La acusación también plantea que esta práctica formó parte de un esquema de narcotráfico transnacional que, según los fiscales, involucró una red de organizaciones criminales —incluidos carteles mexicanos y grupos como el Tren de Aragua— con la supuesta cooperación de altos funcionarios del Gobierno venezolano. En ese marco, la venta y uso de pasaportes diplomáticos especiales aparece como uno de los métodos para facilitar los movimientos de dinero y recursos derivados de la actividad delictiva.
Además del uso de pasaportes, la Fiscalía estadounidense acusa a Maduro y a algunos de sus colaboradores cercanos —entre ellos su esposa, Cilia Flores, su hijo Nicolás Maduro Guerra, y altos exfuncionarios como Diosdado Cabello y Ramón Rodríguez Chacín— de mantener una red en la que se combinan narcoterrorismo, tráfico de cocaína, protección de rutas de tráfico y corrupción.

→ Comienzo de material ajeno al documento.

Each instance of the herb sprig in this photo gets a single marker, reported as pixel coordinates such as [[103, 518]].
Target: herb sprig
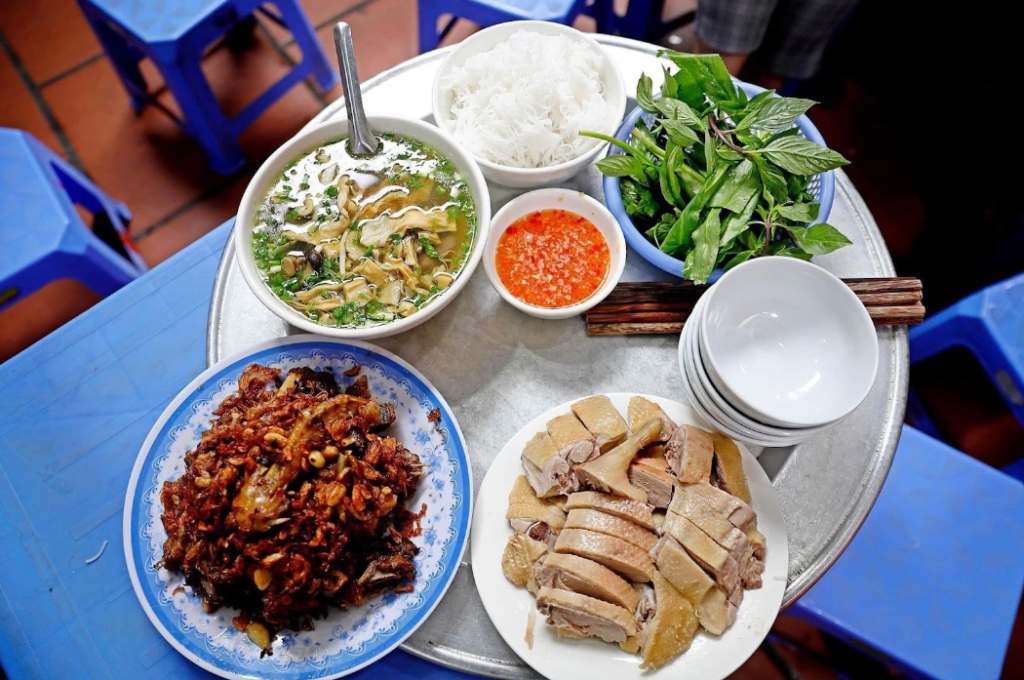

Según los documentos del caso, Maduro y los demás acusados habrían utilizado su posición para otorgar inmunidad diplomática y apoyo logístico a agentes de redes de narcotráfico, facilitando operaciones que, según el Gobierno estadounidense, transportaron cientos de toneladas de cocaína a territorio de ese país.
Estas acusaciones forman la base de un juicio pendiente en los tribunales federales de Manhattan, donde Maduro se enfrenta a cargos que incluyen narcoterrorismo, conspiración para importar cocaína y posesión de armas destructivas, entre otros. La audiencia inicial —en la que Maduro se declaró no culpable— se realizó recientemente y la defensa ha planteado objeciones al reconocimiento de inmunidad por su condición de jefe de Estado, aunque Estados Unidos no reconoce su legitimidad como presidente.
El caso ha generado debate internacional sobre la legalidad de su captura en Venezuela, así como sobre su procesamiento en territorio estadounidense, e involucra también temas de soberanía, cooperación judicial y relaciones diplomáticas entre países de la región.
La presentación de pruebas sobre la venta de pasaportes diplomáticos a miembros del narcotráfico constituye uno de los elementos más contundentes en la acusación de Estados Unidos contra Nicolás Maduro y su entorno cercano. Estos documentos forman parte de un expediente que acusa al mandatario venezolano de facilitar, integrar y proteger redes de tráfico de drogas y corrupción desde posiciones de poder, y constituyen la base de un proceso judicial sin precedentes que sigue su curso en Nueva York.